Me gusta incluir varias raciones de pescado azul a la semana, y el salmón es un modo estupendo de hacerlo, ya que su omega-3 tiene propiedades antiinflamatorias. Esto resulta muy interesante para combatir todas aquellas patologías que tienen un componente inflamatorio.

Además, el salmón combina perfectamente con el paté de remolacha, las nueces de macadamia y el ajo negro: una auténtica combinación ganadora de nutrientes. Veámoslo. La remolacha es muy rica en ácido fólico y antioxidantes, las nueces de macadamia son ricas en minerales como potasio, calcio y fósforo, así como ricas en grasas saludables y el ajo negro es un verdadero superalimento.
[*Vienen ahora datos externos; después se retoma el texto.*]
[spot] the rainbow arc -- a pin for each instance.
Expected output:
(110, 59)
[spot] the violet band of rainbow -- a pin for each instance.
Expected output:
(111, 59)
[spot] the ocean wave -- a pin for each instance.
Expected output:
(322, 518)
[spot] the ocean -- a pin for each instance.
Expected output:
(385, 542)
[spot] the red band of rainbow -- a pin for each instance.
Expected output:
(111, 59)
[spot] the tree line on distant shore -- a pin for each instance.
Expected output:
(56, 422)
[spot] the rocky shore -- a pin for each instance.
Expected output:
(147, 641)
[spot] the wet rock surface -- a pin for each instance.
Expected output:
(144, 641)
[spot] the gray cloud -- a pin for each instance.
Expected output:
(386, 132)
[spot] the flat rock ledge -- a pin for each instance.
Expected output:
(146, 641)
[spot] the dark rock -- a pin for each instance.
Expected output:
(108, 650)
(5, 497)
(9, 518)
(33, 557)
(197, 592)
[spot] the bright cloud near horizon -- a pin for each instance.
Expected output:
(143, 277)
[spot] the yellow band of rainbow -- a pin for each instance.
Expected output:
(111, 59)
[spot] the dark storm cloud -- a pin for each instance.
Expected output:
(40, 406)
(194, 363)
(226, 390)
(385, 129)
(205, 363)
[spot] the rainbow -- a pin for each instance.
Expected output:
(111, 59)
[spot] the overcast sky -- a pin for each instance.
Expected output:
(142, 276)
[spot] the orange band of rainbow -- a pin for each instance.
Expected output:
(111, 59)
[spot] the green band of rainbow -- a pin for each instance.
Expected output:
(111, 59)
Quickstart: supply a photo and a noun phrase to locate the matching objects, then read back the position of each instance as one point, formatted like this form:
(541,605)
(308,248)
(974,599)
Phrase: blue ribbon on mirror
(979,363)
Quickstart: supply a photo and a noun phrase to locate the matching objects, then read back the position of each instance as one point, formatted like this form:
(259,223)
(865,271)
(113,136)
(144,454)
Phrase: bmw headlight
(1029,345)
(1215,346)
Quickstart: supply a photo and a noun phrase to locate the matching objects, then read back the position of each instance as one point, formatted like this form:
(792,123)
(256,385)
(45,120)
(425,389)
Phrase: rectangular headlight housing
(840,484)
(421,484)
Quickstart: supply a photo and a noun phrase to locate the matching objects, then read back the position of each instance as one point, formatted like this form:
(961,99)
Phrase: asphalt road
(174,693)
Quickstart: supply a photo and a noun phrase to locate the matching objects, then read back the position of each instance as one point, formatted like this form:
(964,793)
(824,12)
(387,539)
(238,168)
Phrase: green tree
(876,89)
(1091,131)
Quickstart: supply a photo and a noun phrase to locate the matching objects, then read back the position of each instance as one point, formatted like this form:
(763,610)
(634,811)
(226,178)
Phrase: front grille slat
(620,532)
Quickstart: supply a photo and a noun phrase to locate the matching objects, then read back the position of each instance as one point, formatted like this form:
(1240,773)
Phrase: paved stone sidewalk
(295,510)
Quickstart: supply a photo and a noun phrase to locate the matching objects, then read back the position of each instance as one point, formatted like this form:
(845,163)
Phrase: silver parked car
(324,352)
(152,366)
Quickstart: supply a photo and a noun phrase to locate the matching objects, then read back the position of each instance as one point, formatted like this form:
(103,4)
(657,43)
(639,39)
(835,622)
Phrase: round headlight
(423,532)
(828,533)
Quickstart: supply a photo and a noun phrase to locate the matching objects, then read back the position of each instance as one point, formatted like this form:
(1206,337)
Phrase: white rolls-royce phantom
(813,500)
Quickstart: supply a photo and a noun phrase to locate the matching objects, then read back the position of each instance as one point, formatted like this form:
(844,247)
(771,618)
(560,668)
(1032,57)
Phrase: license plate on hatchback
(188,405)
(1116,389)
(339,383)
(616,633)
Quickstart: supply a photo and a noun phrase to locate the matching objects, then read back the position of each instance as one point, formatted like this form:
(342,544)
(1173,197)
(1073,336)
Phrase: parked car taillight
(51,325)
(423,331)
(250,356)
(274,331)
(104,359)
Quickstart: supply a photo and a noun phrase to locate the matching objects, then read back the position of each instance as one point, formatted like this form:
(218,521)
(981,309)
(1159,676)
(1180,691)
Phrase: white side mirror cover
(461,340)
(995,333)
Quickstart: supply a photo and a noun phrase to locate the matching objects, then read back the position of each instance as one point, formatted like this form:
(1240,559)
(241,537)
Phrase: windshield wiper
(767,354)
Tampoco pueden faltar las hojas verdes, por eso prepararemos una buena ensalada de rúcula, rica, entre otras cosas en vitamina K, necesaria para mantener una buena salud de los huesos. Para acompañar la ensalada de rúcula usaremos higos, aprovechando que pronto se acaba la temporada, lo que aportará un extra de fibra, vitaminas y minerales a la comida.

Sin duda alguna, este salmón rebozado no deja indiferente, no solo por lo sabroso que queda por dentro sino también por su envoltura crujiente. Os aseguro que con esta cena no volveréis a echar nunca más de menos los rebozados.

La receta: Salmón crujiente con paté de remolacha y ensalada de rúcula e higos

Ingredientes para 2 personas

Para el salmón crujiente

  • 400 g de salmón fresco
  • 150 g de almendras crudas
  • 1 huevo
  • Sal marina sin refinar
  • Pimienta negra recién molida

Para el paté de remolacha, macadamia y ajo negro

  • 250 g de remolacha cocida
  • 100 g de nueces de macadamia
  • 3-4 dientes de ajo negro
  • 50 g de AOVE
  • Cilantro para decorar

Para la ensalada de rúcula

  • 100 g de rúcula
  • 3-4 higos
  • 1 puñado de pistachos
  • 1 c.p. de miel
  • 4 c.s. de AOVE
  • 1 c.s. de vinagre de Módena
  • Sal marina sin refinar

Elaboración:

  1. Precalentar el horno a 180 ºC.
  2. Salpimentar los filetes de salmón y reservar.
  3. Mientras tanto, con una batidora o procesadora de alimentos picar las almendras crudas y dejar algunos trozos un poco más grandes (quedan deliciosos una vez tostados). Añadir una pizca de sal y pimienta a la almendra ya picada. Poner sobre una bandeja o plato llano para rebozar cómodamente el salmón.
  4. Para rebozar el salmón, primero pasar los filetes por huevo batido y seguidamente por la almendra picada.
  5. Poner los filetes de salmón sobre una bandeja de horno y hornear durante 20 minutos aproximadamente o hasta que la almendra esté ligeramente tostada.
  6. Mientras se hornea el salmón, preparar el paté de remolacha. Para ello hay que tener remolacha previamente cocida u horneada. Para preparar el paté, solo hay que triturar todos los ingredientes: la remolacha troceada, las nueces de macadamia, el ajo negro, aceite de oliva virgen extra y sal. Triturar todo hasta que quede una textura homogénea.
  7. Preparar también una ensalada para acompañar el salmón. Para la vinagreta, picar los pistachos de manera gruesa, añadir el aceite de oliva, el vinagre, la miel, una pizca de sal y mezclar todo bien. Cortar los higos en cuartos y servir sobre la rúcula; regar todo con la vinagreta de pistachos.
  8. Una vez el salmón está listo, servir sobre una base de paté de remolacha y acompañar con la ensalada de rúcula e higos.